Set up OpenTelemetry custom instrumentation and metrics collection with Prometheus integration

Intermediate 45 min Apr 16, 2026 42 views
Ubuntu 24.04 Debian 12 AlmaLinux 9 Rocky Linux 9

Configure OpenTelemetry Collector with custom metrics exporters and processors, set up application instrumentation with SDKs, and integrate with Prometheus and Grafana for comprehensive distributed system monitoring and observability.

Prerequisites

  • Root or sudo access
  • Python 3.8+ for sample applications
  • Node.js 16+ for sample applications
  • At least 2GB RAM
  • Ports 4317, 4318, 8888, 8889, 9090, 3000 available

What this solves

OpenTelemetry provides a unified way to collect, process, and export telemetry data from your applications and infrastructure. This tutorial shows you how to set up custom instrumentation and metrics collection with Prometheus integration, enabling comprehensive monitoring of distributed systems with standardized telemetry data.

Step-by-step installation

Update system packages

Start by updating your package manager to ensure you get the latest versions of dependencies.

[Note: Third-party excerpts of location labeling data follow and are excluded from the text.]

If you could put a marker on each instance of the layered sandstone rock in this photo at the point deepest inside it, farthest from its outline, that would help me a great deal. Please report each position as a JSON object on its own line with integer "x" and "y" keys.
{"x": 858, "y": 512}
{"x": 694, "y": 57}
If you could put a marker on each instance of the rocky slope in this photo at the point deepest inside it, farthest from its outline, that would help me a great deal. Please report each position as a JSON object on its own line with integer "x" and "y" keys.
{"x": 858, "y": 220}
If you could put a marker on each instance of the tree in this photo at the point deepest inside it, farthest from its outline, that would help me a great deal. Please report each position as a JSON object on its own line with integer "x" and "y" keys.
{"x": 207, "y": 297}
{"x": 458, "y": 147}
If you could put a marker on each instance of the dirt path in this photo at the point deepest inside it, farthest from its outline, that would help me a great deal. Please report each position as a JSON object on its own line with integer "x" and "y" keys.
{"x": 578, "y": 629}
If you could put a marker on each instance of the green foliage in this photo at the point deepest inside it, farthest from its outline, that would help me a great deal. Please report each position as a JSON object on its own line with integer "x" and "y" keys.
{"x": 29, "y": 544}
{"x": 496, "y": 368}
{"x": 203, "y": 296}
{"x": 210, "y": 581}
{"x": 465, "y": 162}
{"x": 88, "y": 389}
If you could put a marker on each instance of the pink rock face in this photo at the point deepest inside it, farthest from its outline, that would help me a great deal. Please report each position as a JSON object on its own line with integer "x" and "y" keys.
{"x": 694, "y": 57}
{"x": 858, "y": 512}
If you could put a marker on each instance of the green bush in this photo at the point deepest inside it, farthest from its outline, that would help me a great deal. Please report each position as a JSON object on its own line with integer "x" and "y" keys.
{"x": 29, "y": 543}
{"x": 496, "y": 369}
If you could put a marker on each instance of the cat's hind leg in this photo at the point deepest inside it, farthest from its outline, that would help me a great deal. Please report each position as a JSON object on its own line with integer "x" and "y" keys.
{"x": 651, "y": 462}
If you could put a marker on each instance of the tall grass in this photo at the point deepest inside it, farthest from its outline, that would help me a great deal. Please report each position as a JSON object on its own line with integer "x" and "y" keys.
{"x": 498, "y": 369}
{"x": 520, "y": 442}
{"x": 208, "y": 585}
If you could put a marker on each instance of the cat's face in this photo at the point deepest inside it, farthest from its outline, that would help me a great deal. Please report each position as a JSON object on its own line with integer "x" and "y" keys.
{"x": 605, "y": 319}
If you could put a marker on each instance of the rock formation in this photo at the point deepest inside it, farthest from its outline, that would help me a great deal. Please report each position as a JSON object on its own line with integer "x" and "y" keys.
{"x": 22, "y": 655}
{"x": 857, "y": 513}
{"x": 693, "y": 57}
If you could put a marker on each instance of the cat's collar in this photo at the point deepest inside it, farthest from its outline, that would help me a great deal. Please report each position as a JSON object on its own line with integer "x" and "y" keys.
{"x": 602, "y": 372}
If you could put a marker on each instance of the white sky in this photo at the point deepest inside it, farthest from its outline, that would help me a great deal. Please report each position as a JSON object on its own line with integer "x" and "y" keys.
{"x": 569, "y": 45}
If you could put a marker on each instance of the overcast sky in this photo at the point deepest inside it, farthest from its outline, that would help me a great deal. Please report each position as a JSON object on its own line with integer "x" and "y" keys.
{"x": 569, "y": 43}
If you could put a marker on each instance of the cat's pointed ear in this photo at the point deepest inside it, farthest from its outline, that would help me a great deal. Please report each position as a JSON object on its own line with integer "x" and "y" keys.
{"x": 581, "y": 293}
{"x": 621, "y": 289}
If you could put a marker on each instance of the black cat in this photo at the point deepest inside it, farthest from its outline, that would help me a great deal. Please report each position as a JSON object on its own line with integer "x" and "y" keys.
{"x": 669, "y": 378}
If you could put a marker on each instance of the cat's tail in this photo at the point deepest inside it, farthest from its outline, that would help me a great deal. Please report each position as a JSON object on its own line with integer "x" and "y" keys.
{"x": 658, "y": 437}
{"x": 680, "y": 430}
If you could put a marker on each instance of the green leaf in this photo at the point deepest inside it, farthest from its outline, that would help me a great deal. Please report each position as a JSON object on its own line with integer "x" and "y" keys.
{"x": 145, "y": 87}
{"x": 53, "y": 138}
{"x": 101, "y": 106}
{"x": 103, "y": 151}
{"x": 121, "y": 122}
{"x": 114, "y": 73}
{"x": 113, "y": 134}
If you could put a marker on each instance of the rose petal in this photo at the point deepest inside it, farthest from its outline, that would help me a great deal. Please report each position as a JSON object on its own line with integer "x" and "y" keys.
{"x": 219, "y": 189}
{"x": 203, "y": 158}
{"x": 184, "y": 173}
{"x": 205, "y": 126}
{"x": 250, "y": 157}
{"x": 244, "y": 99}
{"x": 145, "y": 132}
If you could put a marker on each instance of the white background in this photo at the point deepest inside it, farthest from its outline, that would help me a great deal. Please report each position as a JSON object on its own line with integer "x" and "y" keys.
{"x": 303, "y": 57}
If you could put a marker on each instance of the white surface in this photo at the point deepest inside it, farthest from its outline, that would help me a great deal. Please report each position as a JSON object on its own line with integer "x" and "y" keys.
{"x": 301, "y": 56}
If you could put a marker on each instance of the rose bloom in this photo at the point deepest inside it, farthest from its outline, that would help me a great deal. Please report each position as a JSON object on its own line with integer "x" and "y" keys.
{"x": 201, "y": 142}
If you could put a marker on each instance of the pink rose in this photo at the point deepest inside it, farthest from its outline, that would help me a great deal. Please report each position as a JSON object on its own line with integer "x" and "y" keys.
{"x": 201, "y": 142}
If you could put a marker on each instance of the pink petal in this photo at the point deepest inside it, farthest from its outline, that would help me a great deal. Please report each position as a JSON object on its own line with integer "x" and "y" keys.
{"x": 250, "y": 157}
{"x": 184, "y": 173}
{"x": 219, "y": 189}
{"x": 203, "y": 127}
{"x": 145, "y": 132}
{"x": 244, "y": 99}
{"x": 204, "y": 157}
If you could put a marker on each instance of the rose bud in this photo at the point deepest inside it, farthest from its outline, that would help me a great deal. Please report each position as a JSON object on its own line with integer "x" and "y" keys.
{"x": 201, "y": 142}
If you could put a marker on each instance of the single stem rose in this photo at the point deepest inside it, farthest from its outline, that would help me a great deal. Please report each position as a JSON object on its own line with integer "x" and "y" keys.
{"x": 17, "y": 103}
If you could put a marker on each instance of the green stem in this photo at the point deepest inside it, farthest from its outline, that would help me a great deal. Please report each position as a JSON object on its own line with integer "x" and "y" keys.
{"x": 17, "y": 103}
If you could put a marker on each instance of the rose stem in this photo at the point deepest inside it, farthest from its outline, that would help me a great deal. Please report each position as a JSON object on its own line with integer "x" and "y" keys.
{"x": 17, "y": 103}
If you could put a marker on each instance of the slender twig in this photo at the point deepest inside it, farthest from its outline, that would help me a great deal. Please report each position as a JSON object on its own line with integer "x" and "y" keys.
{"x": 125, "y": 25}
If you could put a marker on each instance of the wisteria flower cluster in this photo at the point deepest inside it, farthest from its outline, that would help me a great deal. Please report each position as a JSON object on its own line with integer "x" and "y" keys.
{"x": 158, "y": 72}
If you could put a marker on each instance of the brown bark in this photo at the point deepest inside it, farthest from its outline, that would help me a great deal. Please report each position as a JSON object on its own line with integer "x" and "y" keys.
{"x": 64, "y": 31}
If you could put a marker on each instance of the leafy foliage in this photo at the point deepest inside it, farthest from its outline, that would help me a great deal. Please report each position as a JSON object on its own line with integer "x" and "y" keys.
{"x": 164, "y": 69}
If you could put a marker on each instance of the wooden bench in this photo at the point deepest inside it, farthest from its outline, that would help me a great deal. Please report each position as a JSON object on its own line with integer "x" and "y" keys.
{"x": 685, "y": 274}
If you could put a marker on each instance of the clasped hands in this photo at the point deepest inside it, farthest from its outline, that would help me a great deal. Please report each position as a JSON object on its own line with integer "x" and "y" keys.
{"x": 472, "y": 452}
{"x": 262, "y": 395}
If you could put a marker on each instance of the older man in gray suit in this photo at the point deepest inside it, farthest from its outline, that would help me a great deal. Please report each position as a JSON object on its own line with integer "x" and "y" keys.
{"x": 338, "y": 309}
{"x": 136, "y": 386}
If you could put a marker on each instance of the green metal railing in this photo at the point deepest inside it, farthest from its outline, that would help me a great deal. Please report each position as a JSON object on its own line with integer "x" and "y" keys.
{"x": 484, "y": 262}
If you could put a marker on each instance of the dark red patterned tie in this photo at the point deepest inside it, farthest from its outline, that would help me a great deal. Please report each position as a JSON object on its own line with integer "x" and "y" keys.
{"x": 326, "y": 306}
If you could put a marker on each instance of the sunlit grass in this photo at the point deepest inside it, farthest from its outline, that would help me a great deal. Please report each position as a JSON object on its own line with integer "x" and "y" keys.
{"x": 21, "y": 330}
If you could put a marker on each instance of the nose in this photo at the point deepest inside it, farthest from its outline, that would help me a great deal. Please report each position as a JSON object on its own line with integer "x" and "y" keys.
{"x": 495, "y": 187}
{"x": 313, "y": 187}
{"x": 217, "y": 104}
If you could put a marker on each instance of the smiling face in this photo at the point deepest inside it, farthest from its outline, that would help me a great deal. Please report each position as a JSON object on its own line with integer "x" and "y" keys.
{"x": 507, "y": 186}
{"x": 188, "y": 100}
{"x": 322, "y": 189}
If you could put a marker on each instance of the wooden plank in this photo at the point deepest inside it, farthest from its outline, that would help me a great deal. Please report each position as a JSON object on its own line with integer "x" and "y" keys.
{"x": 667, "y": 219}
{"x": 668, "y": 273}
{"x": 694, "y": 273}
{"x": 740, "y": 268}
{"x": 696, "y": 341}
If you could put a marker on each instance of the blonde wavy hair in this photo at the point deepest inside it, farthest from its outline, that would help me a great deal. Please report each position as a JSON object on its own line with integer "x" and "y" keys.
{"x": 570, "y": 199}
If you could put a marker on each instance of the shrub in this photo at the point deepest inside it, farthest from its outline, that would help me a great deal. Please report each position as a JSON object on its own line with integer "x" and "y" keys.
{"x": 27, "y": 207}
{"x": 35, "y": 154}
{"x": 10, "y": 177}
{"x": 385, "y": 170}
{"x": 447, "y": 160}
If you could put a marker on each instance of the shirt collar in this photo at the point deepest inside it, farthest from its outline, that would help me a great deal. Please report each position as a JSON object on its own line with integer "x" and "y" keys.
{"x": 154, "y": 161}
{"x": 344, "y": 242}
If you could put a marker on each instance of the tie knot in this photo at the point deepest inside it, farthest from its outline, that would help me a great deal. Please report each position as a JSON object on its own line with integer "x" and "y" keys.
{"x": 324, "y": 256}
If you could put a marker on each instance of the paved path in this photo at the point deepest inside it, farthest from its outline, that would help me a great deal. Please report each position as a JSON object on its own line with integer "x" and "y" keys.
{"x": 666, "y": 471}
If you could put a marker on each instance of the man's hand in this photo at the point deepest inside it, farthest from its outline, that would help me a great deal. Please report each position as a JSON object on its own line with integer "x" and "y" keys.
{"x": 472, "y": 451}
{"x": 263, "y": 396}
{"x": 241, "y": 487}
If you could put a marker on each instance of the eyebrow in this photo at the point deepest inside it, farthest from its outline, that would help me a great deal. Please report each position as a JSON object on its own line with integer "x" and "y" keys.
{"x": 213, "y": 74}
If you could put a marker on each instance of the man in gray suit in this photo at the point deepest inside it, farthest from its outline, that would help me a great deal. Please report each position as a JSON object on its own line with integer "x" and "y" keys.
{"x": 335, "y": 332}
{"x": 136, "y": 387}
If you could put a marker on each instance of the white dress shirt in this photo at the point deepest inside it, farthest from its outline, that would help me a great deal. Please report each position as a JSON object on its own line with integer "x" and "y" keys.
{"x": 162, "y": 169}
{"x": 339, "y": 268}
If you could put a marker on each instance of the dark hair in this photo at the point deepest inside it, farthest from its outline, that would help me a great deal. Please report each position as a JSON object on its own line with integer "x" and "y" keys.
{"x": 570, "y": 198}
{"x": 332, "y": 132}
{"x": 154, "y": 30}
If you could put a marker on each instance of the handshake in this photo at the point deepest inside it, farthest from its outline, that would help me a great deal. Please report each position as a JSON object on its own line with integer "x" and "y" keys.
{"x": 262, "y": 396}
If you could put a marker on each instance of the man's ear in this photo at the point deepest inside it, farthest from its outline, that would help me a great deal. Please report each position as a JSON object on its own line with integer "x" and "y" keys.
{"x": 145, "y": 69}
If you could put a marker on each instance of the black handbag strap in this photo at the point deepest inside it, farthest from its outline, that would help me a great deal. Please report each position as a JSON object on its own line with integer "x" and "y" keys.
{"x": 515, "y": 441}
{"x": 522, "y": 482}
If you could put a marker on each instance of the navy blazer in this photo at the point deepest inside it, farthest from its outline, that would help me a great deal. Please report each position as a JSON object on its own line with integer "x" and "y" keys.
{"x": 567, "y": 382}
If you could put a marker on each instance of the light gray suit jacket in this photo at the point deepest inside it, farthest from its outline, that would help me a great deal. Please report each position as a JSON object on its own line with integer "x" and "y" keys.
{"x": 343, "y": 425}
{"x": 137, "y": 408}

sudo apt update && sudo apt upgrade -y
sudo apt install -y wget curl unzip
sudo dnf update -y
sudo dnf install -y wget curl unzip

Download and install OpenTelemetry Collector

Download the OpenTelemetry Collector binary from the official releases and install it in a standard location.

OTEL_VERSION="0.91.0"
wget https://github.com/open-telemetry/opentelemetry-collector-releases/releases/download/v${OTEL_VERSION}/otelcol_${OTEL_VERSION}_linux_amd64.tar.gz
tar -xzf otelcol_${OTEL_VERSION}_linux_amd64.tar.gz
sudo mv otelcol /usr/local/bin/
sudo chmod +x /usr/local/bin/otelcol

Create OpenTelemetry user and directories

Create a dedicated user and directory structure for OpenTelemetry Collector with proper permissions.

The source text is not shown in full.